La sombra del múltiple homicida Luis Raúl «El Gusano» Menocchio volvió a salpicar la escena periodística y judicial con una derivación de alto impacto. Sus hijos, Lucas y Luciano Menocchio, su madre Graciela Binaghi y Anahí Aranda (pareja de Luciano) fueron formalmente imputados por narcotráfico en el marco de la causa Berlín, bajo la órbita del Juzgado Federal N° 2 de Rawson.
La notificación se concretó en las últimas horas, durante la audiencia indagatoria. Los acusados no prestaron declaración oral y ratificaron un escrito acompañado por documentación contable, según confirmaron sus abogados defensores, Gastón Chapo y Pablo Petraglia.
La fiscalía sospecha que la familia articulaba una logística de traslado de dinero en efectivo entre distintas provincias para financiar y operativizar una red narco conducida por «El Gusano» desde la Unidad Penitenciaria Federal N° 6 de Rawson.
HIPÓTESIS

Los investigadores sostienen que los acusados ingresaban al penal mediante el uso de identidades falsas, un complejo mapa de movimientos y sospechas cuyos antecedentes ya habían sido minuciosamente abordados por EL LIBERTADOR, donde se detalló tempranamente el entramado de relaciones y maniobras que rodeaban a este clan.
Desde la defensa técnica desestimaron de plano la acusación. El letrado Petraglia aseguró que la causa carece de sostén objetivo al afirmar que «no hay un solo elemento material que los vincule, solo son conjeturas».
Con las imputaciones notificadas, la Justicia entra en etapa de definiciones. El juez a cargo dispone de un plazo de 10 días para dictar el procesamiento, la falta de mérito o el sobreseimiento de los cuatro imputados. Por el momento, los hermanos Menocchio continúan detenidos en el destacamento de la Policía Federal, mientras que Binaghi y Aranda permanecen bajo prisión domiciliaria.
LA OPERACIÓN BERLÍN

El origen de la causa que hoy acorrala a los familiares de Luis Raúl «El Gusano» Menocchio se remonta a una silenciosa investigación llevada adelante por la Justicia Federal de Chubut, conocida como la Operación Berlín.
El punto de partida fue la detección de movimientos sospechosos alrededor de la Unidad Penitenciaria Federal N° 6 de Rawson, un penal de máxima seguridad donde «El Gusano» cumple condena a prisión perpetua por múltiples e históricas causas de homicidio.
Las alertas de los investigadores federales se encendieron al constatar un flujo constante de visitas no registradas bajo los nombres reales de los allegados, sumado a un inusual despliegue logístico y financiero entre la Patagonia y el Norte del país.
Según se desprende del expediente instruido en Chubut, la hipótesis principal sostiene que Menocchio nunca dejó de operar en el plano delictivo. Utilizando la estructura de visitas familiares y el presunto ingreso de documentación e identidades apócrifas, el múltiple asesino habría articulado una celda operativa desde la cual coordinaba maniobras de narcotráfico y el blanqueo de activos mediante el traslado de dinero en efectivo en viajes interprovinciales.

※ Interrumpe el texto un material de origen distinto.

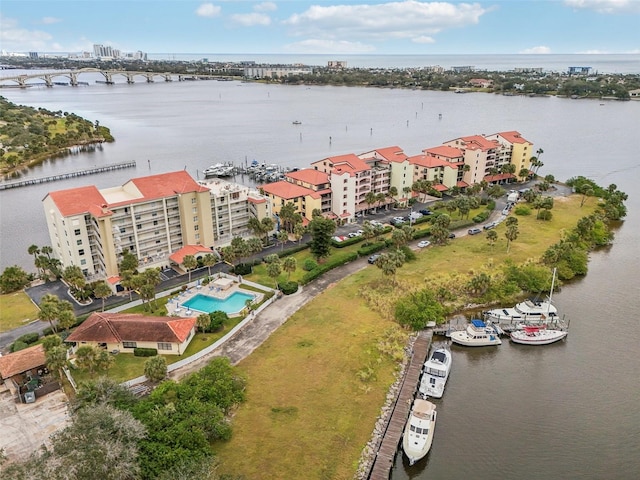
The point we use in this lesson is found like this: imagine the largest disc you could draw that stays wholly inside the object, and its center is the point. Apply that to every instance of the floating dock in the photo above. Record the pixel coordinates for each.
(63, 176)
(388, 447)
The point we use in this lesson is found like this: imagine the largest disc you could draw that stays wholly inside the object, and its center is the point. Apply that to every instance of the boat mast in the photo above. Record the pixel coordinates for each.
(553, 281)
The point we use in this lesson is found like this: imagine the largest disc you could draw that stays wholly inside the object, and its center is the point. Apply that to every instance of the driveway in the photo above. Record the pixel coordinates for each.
(25, 427)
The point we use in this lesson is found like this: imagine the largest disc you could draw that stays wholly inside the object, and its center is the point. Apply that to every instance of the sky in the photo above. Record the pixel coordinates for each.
(410, 27)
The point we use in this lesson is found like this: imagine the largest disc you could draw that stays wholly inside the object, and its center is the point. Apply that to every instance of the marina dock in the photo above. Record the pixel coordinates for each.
(392, 435)
(63, 176)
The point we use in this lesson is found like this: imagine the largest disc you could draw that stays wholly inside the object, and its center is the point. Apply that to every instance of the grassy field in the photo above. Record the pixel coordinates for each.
(16, 309)
(307, 414)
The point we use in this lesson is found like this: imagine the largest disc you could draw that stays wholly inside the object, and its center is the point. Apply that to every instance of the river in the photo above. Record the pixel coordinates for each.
(563, 411)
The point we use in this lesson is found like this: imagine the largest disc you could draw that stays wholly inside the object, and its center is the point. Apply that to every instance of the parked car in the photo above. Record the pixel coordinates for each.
(491, 225)
(372, 259)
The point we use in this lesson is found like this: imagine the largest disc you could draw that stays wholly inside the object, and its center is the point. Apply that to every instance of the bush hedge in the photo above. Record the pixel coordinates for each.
(145, 352)
(288, 287)
(331, 264)
(370, 248)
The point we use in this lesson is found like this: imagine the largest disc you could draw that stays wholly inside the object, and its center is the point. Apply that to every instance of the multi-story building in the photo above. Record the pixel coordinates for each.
(479, 153)
(153, 217)
(515, 150)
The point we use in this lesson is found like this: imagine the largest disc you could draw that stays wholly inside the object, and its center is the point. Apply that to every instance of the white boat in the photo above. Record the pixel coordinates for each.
(418, 433)
(477, 334)
(537, 335)
(527, 312)
(435, 374)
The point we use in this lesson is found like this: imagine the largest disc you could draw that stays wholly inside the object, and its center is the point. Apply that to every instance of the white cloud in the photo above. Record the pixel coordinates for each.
(406, 19)
(328, 46)
(265, 7)
(208, 10)
(251, 19)
(14, 38)
(606, 6)
(50, 20)
(541, 49)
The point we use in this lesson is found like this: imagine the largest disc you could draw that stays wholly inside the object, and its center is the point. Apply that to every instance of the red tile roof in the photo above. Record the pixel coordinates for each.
(75, 201)
(178, 255)
(392, 154)
(105, 327)
(512, 137)
(498, 177)
(310, 176)
(288, 190)
(167, 184)
(429, 162)
(444, 151)
(21, 361)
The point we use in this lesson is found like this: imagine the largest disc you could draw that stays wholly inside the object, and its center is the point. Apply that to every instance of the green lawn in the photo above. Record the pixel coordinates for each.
(313, 421)
(16, 309)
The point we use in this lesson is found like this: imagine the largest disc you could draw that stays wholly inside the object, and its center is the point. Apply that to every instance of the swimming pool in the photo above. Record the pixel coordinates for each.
(234, 303)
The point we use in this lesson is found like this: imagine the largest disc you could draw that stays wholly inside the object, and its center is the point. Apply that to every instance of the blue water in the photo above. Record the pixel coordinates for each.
(232, 304)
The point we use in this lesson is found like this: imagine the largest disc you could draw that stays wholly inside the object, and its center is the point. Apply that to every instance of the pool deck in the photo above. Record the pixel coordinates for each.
(175, 305)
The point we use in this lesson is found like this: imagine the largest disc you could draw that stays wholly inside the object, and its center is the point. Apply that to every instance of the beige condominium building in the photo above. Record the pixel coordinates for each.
(153, 217)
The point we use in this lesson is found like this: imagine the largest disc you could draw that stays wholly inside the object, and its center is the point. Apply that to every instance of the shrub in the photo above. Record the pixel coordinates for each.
(481, 217)
(18, 345)
(145, 352)
(545, 215)
(242, 269)
(29, 338)
(288, 287)
(217, 320)
(309, 264)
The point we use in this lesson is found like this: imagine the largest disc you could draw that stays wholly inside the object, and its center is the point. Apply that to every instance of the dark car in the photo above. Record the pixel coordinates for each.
(491, 225)
(372, 259)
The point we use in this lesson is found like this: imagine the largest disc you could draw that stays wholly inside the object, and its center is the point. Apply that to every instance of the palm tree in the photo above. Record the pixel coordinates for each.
(189, 262)
(289, 265)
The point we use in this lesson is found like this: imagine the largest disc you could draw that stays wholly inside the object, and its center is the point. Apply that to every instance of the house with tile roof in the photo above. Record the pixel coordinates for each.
(124, 332)
(152, 217)
(515, 150)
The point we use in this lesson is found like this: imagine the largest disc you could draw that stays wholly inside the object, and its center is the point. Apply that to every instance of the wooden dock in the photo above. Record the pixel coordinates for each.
(63, 176)
(381, 468)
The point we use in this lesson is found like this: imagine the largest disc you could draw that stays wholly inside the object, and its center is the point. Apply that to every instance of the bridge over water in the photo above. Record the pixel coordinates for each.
(49, 78)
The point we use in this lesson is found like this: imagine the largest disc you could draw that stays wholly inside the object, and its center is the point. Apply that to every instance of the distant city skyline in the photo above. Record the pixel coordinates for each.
(323, 27)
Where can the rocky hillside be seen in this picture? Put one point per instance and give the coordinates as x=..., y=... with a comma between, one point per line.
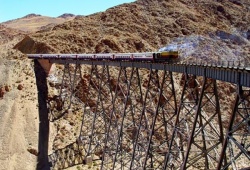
x=35, y=22
x=149, y=25
x=205, y=29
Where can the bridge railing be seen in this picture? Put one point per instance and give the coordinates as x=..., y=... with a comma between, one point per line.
x=220, y=63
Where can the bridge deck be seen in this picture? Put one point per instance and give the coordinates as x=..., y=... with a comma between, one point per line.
x=237, y=75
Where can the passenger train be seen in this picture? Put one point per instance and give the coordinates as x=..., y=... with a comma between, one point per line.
x=147, y=56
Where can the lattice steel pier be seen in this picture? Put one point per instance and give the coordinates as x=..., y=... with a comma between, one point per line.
x=156, y=116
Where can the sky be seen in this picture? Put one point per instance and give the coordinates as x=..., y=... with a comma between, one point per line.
x=13, y=9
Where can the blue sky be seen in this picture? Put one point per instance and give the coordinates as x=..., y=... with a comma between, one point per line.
x=12, y=9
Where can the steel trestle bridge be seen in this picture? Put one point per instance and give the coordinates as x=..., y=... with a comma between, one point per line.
x=144, y=115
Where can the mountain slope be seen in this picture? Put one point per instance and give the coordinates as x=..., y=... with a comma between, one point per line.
x=34, y=22
x=149, y=25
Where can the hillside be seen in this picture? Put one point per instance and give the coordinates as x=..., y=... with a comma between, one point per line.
x=150, y=25
x=205, y=29
x=34, y=22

Los allanamientos y las posteriores detenciones ejecutadas por las fuerzas federales fueron el resultado de meses de escuchas telefónicas, seguimientos en terreno e inteligencia patrimonial. Esos operativos terminaron por desarticular la red de contención familiar que, según la sospecha judicial nacida en suelo chubutense, resultaba indispensable para sostener la logística de la organización criminal.